Yes, I am running fail2ban on this one. It’s banning hundreds of miscreants, so overall it seems to work
You’ll likely have inconsistent firewall results at best, and its likely that either sympl-firewall or fail2ban isn’t actually doing anything.
You’ll need to choose one or the other, and a future version of sympl-firewall will explicitly mark fail2ban as incompatible.
Can you clarify, please? Where is the incompatibility?
Does this mean I should switch to pcollison’s nftfw instead? That seems to be running happily alongside fail2ban on my other servers
iptables (nftables drop-in replacement for iptables, default in Debian), iptables-legacy (the older iptables version, which Sympl uses) and nftables are effectively two different firewalls.
The best case is that they will both work normally, the worst case however is that neither will work.
You need to either use the sympl-firewall package only, or remove itr and mix-and-match as needed, but that’s not something that can be supported here.
I was under the (possibly mistaken) understanding that only iptables is installed in Debian 12 and that iptables-legacy is a soft link to the new firewall, provided for backward compatibility.
Rather than start a new thread, I thought I’d revive an old one. Is that a bad plan?

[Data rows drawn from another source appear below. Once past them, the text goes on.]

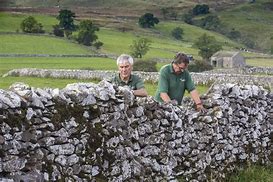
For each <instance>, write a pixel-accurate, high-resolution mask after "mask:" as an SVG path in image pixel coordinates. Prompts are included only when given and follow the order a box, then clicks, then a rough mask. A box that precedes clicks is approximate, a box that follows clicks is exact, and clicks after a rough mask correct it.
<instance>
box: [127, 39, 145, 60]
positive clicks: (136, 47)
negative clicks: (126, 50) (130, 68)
mask: <svg viewBox="0 0 273 182" xmlns="http://www.w3.org/2000/svg"><path fill="white" fill-rule="evenodd" d="M130 48H131V54H132V56H133V57H135V58H142V57H143V56H144V55H145V54H146V53H147V52H148V51H149V49H150V40H148V39H146V38H139V39H137V40H134V41H133V44H132V45H130Z"/></svg>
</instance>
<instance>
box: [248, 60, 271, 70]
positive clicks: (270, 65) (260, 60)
mask: <svg viewBox="0 0 273 182" xmlns="http://www.w3.org/2000/svg"><path fill="white" fill-rule="evenodd" d="M246 64H247V65H251V66H259V67H271V68H272V67H273V58H271V59H263V58H259V59H255V58H253V59H246Z"/></svg>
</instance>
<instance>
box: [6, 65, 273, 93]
mask: <svg viewBox="0 0 273 182" xmlns="http://www.w3.org/2000/svg"><path fill="white" fill-rule="evenodd" d="M115 73H117V72H116V71H100V70H95V71H90V70H61V69H58V70H57V69H36V68H24V69H14V70H11V71H9V72H8V73H7V74H5V75H3V76H4V77H5V76H35V77H51V78H76V79H90V78H96V79H100V80H102V79H110V78H111V77H112V76H113V75H114V74H115ZM134 73H135V74H138V75H139V76H141V77H142V78H143V79H144V80H145V81H152V82H157V81H158V76H159V74H158V72H137V71H135V72H134ZM191 75H192V78H193V80H194V82H195V83H196V84H204V85H207V84H211V83H213V82H218V83H244V84H258V85H263V86H266V87H271V88H273V76H270V75H267V76H259V75H245V74H238V73H234V72H232V73H229V72H228V71H226V72H223V73H221V72H220V73H219V72H216V73H215V72H202V73H191Z"/></svg>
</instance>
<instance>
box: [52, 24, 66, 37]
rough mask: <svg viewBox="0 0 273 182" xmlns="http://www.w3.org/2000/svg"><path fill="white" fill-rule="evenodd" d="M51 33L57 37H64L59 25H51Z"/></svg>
mask: <svg viewBox="0 0 273 182" xmlns="http://www.w3.org/2000/svg"><path fill="white" fill-rule="evenodd" d="M53 34H54V35H55V36H58V37H64V31H63V29H61V28H60V26H59V25H53Z"/></svg>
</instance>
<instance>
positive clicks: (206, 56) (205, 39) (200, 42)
mask: <svg viewBox="0 0 273 182" xmlns="http://www.w3.org/2000/svg"><path fill="white" fill-rule="evenodd" d="M194 46H195V47H197V48H198V49H199V52H198V54H199V55H200V56H201V57H202V58H203V59H204V60H206V61H208V60H209V58H210V57H211V56H212V55H213V54H214V53H216V52H217V51H220V50H222V45H220V44H219V43H218V42H217V41H216V39H215V37H213V36H208V35H207V34H203V35H202V36H201V37H199V38H198V39H197V41H196V42H195V43H194Z"/></svg>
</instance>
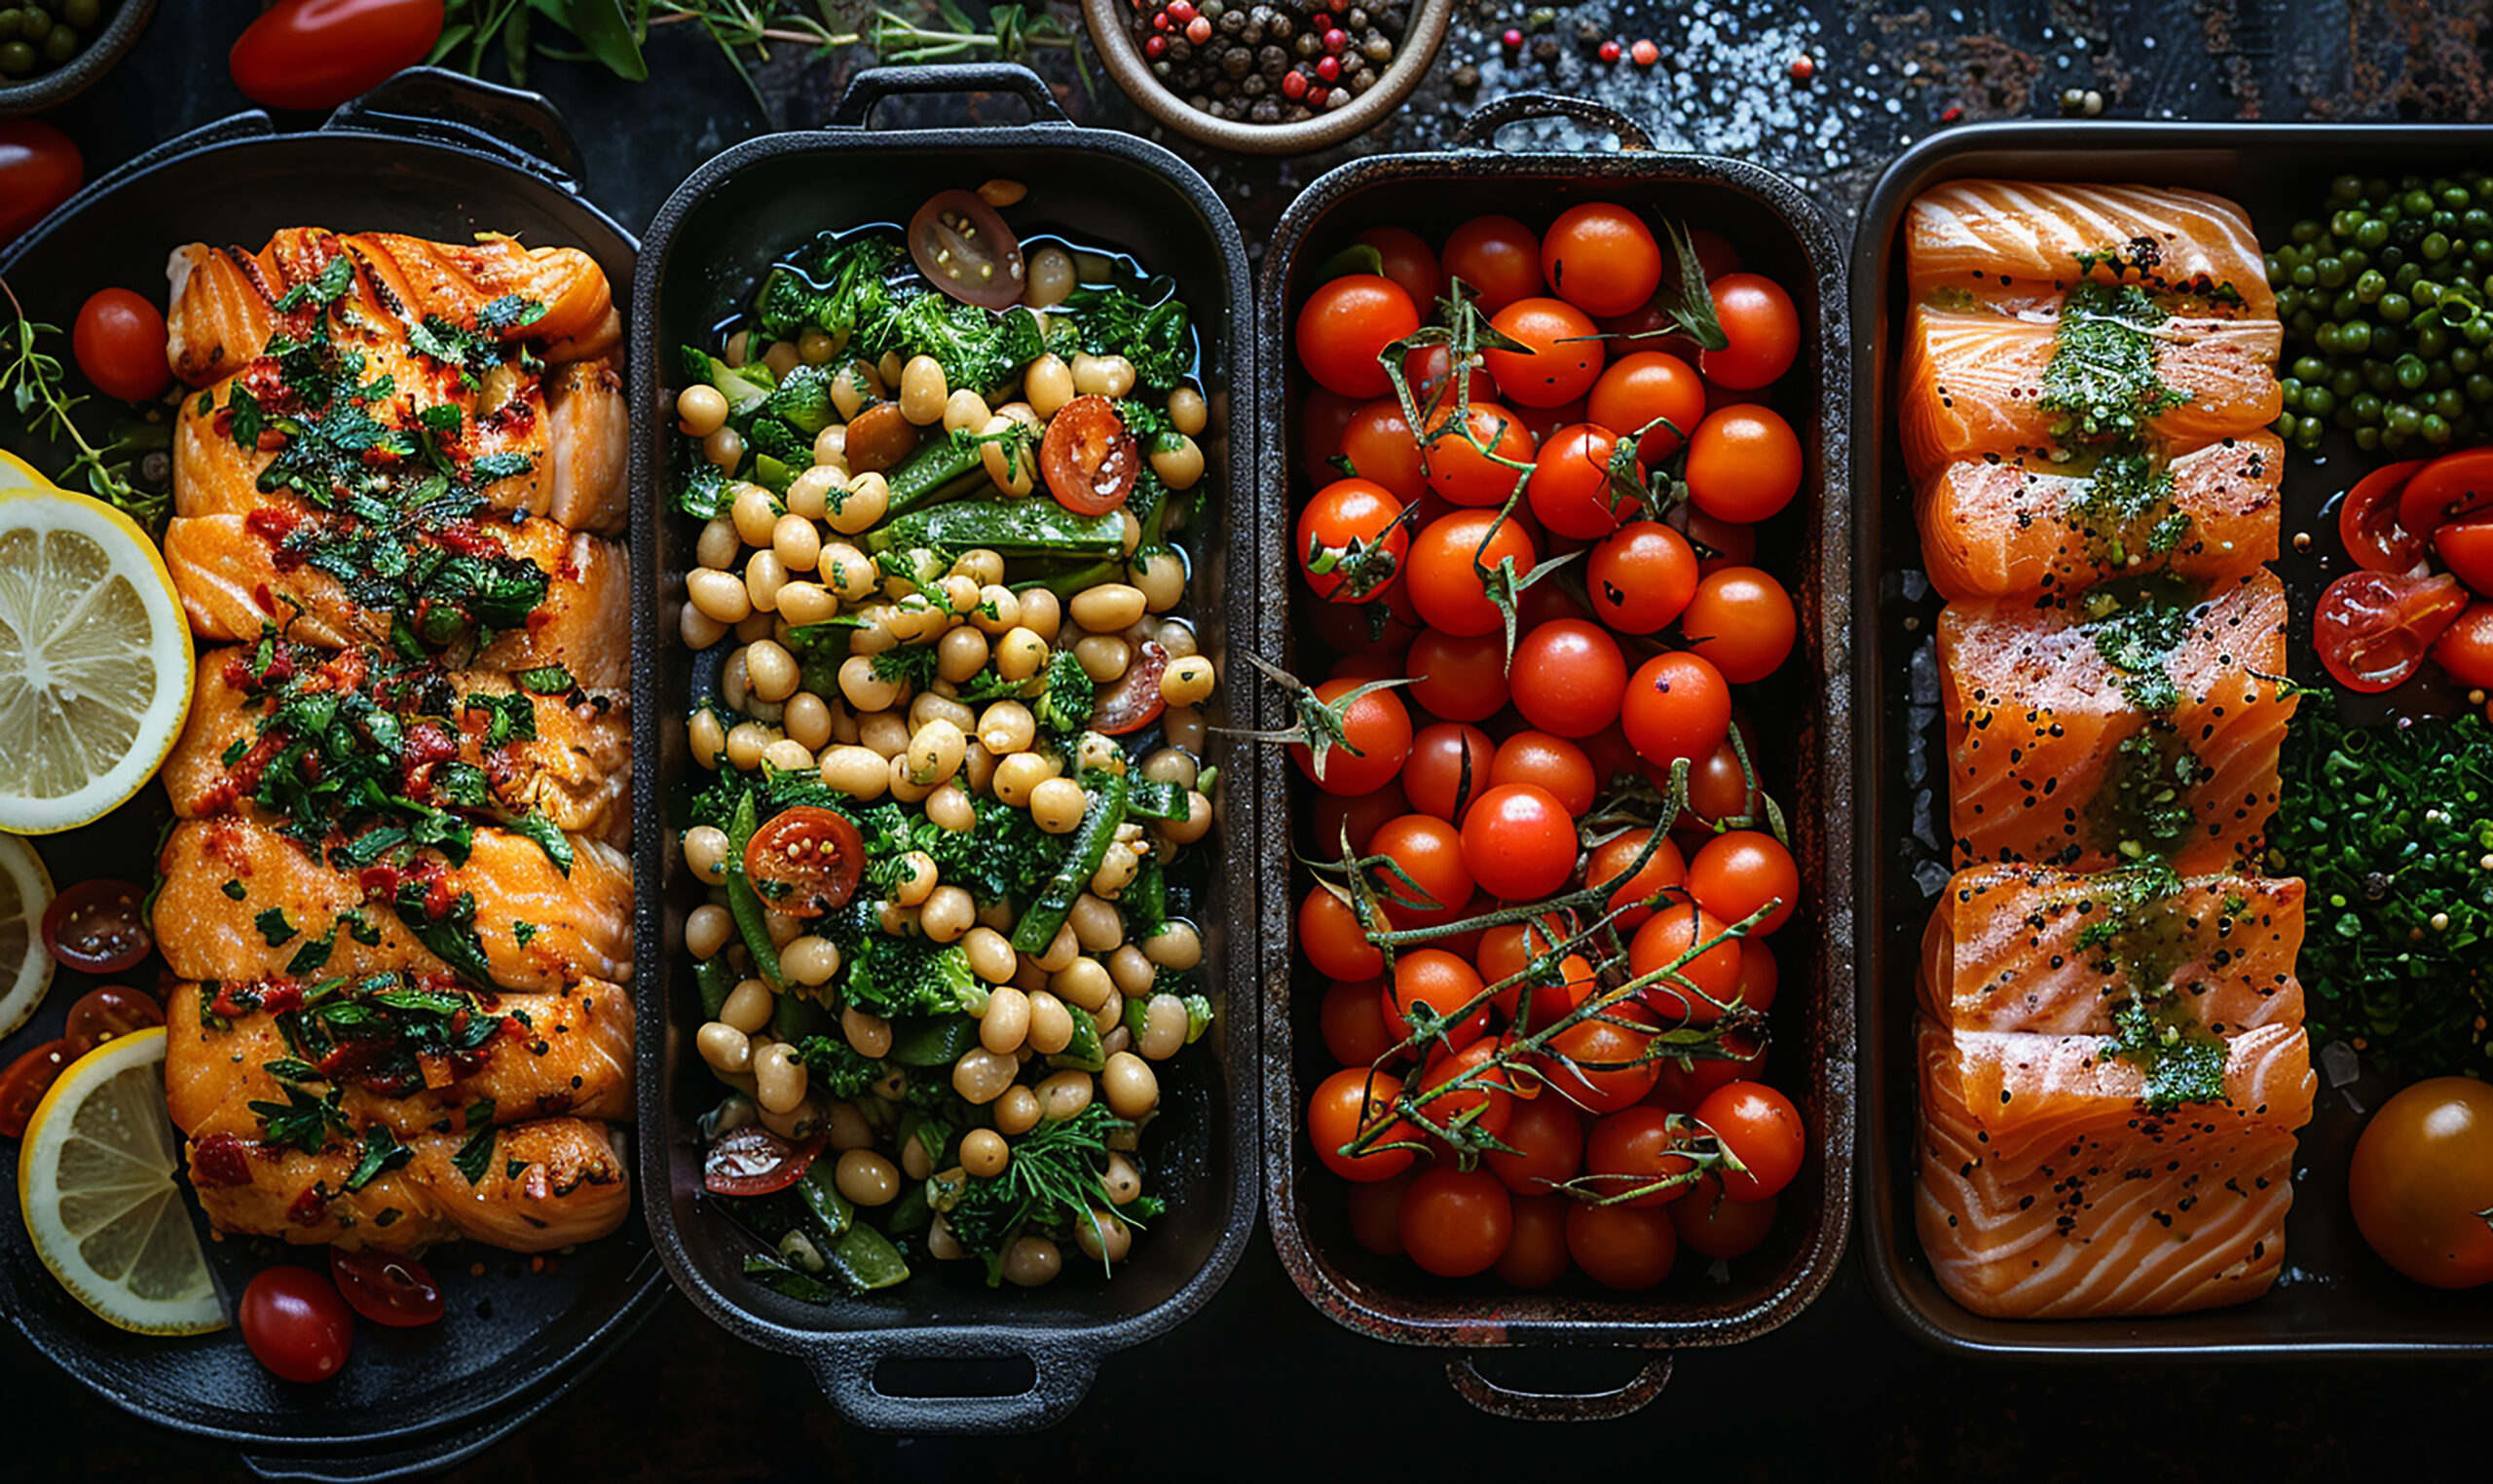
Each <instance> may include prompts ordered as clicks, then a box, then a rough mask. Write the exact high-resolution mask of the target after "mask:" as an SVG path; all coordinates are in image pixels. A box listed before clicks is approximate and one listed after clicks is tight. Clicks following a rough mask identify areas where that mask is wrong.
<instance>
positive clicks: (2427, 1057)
mask: <svg viewBox="0 0 2493 1484" xmlns="http://www.w3.org/2000/svg"><path fill="white" fill-rule="evenodd" d="M2281 773H2284V793H2281V798H2279V806H2276V823H2274V828H2271V838H2269V868H2271V873H2276V875H2301V878H2304V880H2306V883H2309V908H2306V910H2309V915H2311V930H2309V933H2306V935H2304V955H2301V978H2304V990H2306V995H2309V1005H2311V1010H2309V1020H2311V1040H2314V1043H2316V1045H2326V1043H2331V1040H2343V1043H2346V1045H2351V1048H2353V1050H2356V1053H2358V1055H2361V1058H2363V1065H2366V1067H2373V1070H2381V1072H2388V1075H2391V1077H2433V1075H2451V1072H2461V1075H2476V1077H2493V1040H2488V1033H2486V1020H2488V1018H2493V978H2488V973H2486V965H2488V948H2486V935H2488V933H2493V726H2488V723H2486V718H2483V716H2481V713H2476V711H2468V713H2461V716H2458V718H2453V721H2418V723H2413V726H2401V728H2356V726H2346V723H2343V721H2341V718H2338V716H2336V713H2333V711H2331V708H2328V706H2314V708H2306V711H2304V716H2296V718H2294V728H2291V733H2289V736H2286V751H2284V763H2281Z"/></svg>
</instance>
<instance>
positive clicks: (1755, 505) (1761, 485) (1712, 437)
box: [1688, 404, 1800, 524]
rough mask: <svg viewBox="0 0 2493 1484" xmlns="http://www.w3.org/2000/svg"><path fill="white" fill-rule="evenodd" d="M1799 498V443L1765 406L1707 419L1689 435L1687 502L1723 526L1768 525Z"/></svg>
mask: <svg viewBox="0 0 2493 1484" xmlns="http://www.w3.org/2000/svg"><path fill="white" fill-rule="evenodd" d="M1795 494H1800V439H1797V436H1795V434H1792V424H1787V422H1782V417H1778V414H1775V412H1773V409H1765V407H1748V404H1743V407H1725V409H1720V412H1710V414H1705V422H1700V424H1698V431H1695V434H1690V436H1688V499H1693V501H1695V506H1698V509H1700V511H1705V514H1710V516H1715V519H1720V521H1743V524H1750V521H1763V519H1768V516H1773V514H1775V511H1780V509H1782V506H1787V504H1792V496H1795Z"/></svg>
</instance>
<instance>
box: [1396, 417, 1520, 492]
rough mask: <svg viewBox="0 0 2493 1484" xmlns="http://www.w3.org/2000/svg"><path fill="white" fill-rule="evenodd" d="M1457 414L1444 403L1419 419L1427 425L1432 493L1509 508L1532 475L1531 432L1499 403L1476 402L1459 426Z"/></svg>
mask: <svg viewBox="0 0 2493 1484" xmlns="http://www.w3.org/2000/svg"><path fill="white" fill-rule="evenodd" d="M1456 412H1461V409H1458V407H1456V404H1453V402H1443V404H1438V409H1436V412H1433V414H1426V417H1424V419H1421V422H1424V424H1426V426H1428V444H1426V456H1428V489H1433V491H1436V494H1441V496H1446V501H1448V504H1466V506H1498V504H1506V496H1511V494H1513V491H1516V484H1518V481H1521V479H1523V476H1526V474H1531V464H1533V434H1531V429H1528V426H1523V419H1521V417H1516V414H1513V412H1511V409H1506V407H1498V404H1496V402H1478V399H1476V402H1473V404H1471V414H1468V417H1463V422H1461V424H1456ZM1483 449H1486V451H1483Z"/></svg>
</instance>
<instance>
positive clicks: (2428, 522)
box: [2398, 449, 2493, 541]
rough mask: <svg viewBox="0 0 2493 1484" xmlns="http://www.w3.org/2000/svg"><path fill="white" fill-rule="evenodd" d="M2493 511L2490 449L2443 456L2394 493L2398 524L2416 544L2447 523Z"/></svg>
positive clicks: (2428, 538) (2418, 470)
mask: <svg viewBox="0 0 2493 1484" xmlns="http://www.w3.org/2000/svg"><path fill="white" fill-rule="evenodd" d="M2486 511H2493V449H2466V451H2458V454H2443V456H2438V459H2433V461H2431V464H2426V466H2423V469H2416V474H2413V476H2411V479H2408V481H2406V489H2401V491H2398V524H2401V526H2406V534H2408V536H2416V539H2418V541H2423V539H2431V534H2433V531H2438V529H2441V526H2446V524H2451V521H2468V519H2476V516H2481V514H2486Z"/></svg>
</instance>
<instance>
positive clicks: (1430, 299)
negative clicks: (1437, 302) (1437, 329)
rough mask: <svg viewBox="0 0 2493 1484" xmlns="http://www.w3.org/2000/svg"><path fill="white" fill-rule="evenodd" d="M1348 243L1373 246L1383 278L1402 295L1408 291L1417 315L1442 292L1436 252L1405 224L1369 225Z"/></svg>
mask: <svg viewBox="0 0 2493 1484" xmlns="http://www.w3.org/2000/svg"><path fill="white" fill-rule="evenodd" d="M1351 242H1359V244H1364V247H1374V249H1376V257H1381V259H1384V272H1386V277H1389V279H1394V287H1399V289H1401V292H1404V294H1411V307H1414V309H1419V312H1421V317H1426V314H1428V309H1433V307H1436V302H1438V299H1441V297H1443V294H1446V274H1443V269H1438V267H1436V252H1431V249H1428V242H1426V239H1421V234H1419V232H1414V229H1409V227H1369V229H1366V232H1361V234H1359V237H1351Z"/></svg>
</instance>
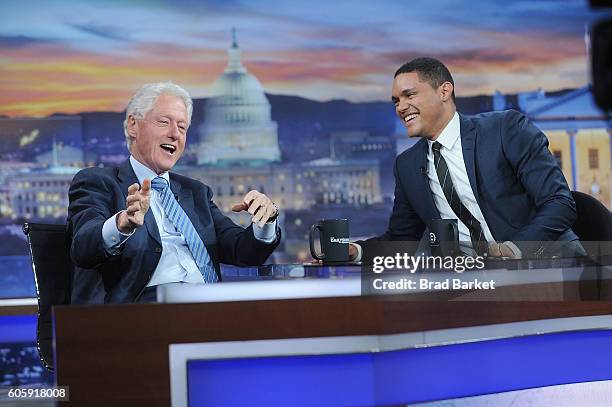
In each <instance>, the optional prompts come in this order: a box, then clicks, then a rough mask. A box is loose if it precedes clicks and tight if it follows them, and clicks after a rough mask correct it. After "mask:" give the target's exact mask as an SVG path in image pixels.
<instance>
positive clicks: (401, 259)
mask: <svg viewBox="0 0 612 407" xmlns="http://www.w3.org/2000/svg"><path fill="white" fill-rule="evenodd" d="M371 260H372V261H371V266H367V267H365V269H364V270H367V276H368V278H367V279H365V281H364V283H366V282H367V283H366V284H367V286H364V287H363V288H364V289H365V290H364V291H366V292H368V293H370V294H374V295H377V294H378V295H380V294H387V293H388V294H391V293H397V292H417V291H446V290H495V283H496V282H495V281H494V280H492V279H483V278H482V277H483V275H482V273H476V274H474V273H472V274H471V275H470V273H466V274H464V272H466V271H482V270H483V269H484V268H485V262H484V260H485V258H484V257H482V256H475V257H472V256H456V257H455V256H411V255H409V254H407V253H395V254H394V255H389V256H374V257H372V259H371ZM426 272H427V273H426ZM449 272H452V273H454V274H452V275H449Z"/></svg>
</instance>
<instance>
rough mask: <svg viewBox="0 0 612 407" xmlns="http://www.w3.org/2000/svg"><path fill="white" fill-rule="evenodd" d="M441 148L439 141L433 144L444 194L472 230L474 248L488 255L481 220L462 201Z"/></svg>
mask: <svg viewBox="0 0 612 407" xmlns="http://www.w3.org/2000/svg"><path fill="white" fill-rule="evenodd" d="M440 148H442V144H440V143H439V142H437V141H436V142H434V143H433V144H432V146H431V149H432V150H433V153H434V165H435V167H436V173H437V174H438V181H440V185H441V186H442V191H443V192H444V196H445V197H446V200H447V201H448V203H449V204H450V207H451V208H452V209H453V212H455V215H457V217H458V218H459V219H460V220H461V222H463V224H464V225H465V226H467V228H468V230H469V231H470V238H471V239H472V247H473V248H474V250H476V253H477V254H478V255H480V256H484V255H486V253H487V248H488V244H487V239H486V238H485V236H484V233H483V232H482V227H481V226H480V222H478V221H477V220H476V218H475V217H474V215H472V214H471V213H470V211H469V210H468V209H467V208H466V207H465V205H463V202H461V199H459V195H457V191H456V190H455V186H454V185H453V180H452V179H451V177H450V173H449V171H448V165H446V160H445V159H444V157H442V154H440Z"/></svg>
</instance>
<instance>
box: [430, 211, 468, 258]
mask: <svg viewBox="0 0 612 407" xmlns="http://www.w3.org/2000/svg"><path fill="white" fill-rule="evenodd" d="M429 247H430V248H431V254H432V255H434V256H441V257H446V256H453V257H454V256H458V255H460V254H461V252H460V251H459V228H458V224H457V219H432V220H431V223H430V224H429Z"/></svg>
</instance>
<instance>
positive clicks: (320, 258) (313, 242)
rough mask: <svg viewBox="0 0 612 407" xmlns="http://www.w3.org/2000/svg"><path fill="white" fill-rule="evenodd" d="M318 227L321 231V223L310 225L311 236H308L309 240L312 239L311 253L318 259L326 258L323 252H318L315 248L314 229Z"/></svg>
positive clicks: (310, 242)
mask: <svg viewBox="0 0 612 407" xmlns="http://www.w3.org/2000/svg"><path fill="white" fill-rule="evenodd" d="M317 229H319V233H321V224H320V223H317V224H316V225H312V226H311V227H310V236H309V238H308V240H309V241H310V255H311V256H312V257H313V258H315V259H317V260H323V259H325V256H324V255H323V254H318V253H317V252H316V250H315V248H314V231H315V230H317ZM319 241H320V240H319Z"/></svg>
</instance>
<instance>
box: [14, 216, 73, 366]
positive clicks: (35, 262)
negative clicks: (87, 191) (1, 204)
mask: <svg viewBox="0 0 612 407" xmlns="http://www.w3.org/2000/svg"><path fill="white" fill-rule="evenodd" d="M23 233H25V234H26V236H27V237H28V246H29V248H30V256H31V258H32V270H33V271H34V281H35V282H36V296H37V297H38V323H37V326H36V345H37V347H38V353H39V355H40V360H41V362H42V364H43V365H44V366H45V367H46V368H47V369H48V370H49V371H51V372H52V371H53V368H54V364H53V320H52V314H51V308H52V307H53V306H54V305H65V304H70V290H71V285H72V261H71V260H70V238H69V237H68V233H67V231H66V225H49V224H42V223H25V224H24V225H23Z"/></svg>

Anyway, the issue is ever-increasing attempts at hacking email logins.
Thousands of attempts at logging in on port 587 each day, many using email addresses that aren’t on the server (though the domains are).
Fail2ban would rapidly block these, but the sympl firewall doesn’t.
Now, it is true that these attempts fail, as do the many thousand daily attempts to access wordpress config files (even though this server has never ever had wordpress installed).
Yes, it is mostly just noise in the logs, but I’d really quite like to stop at least some of it.
Is there a way to make the sympl firewall more reactive to repeated hacking attempts, or a way to make sympl play nicely with fail2ban?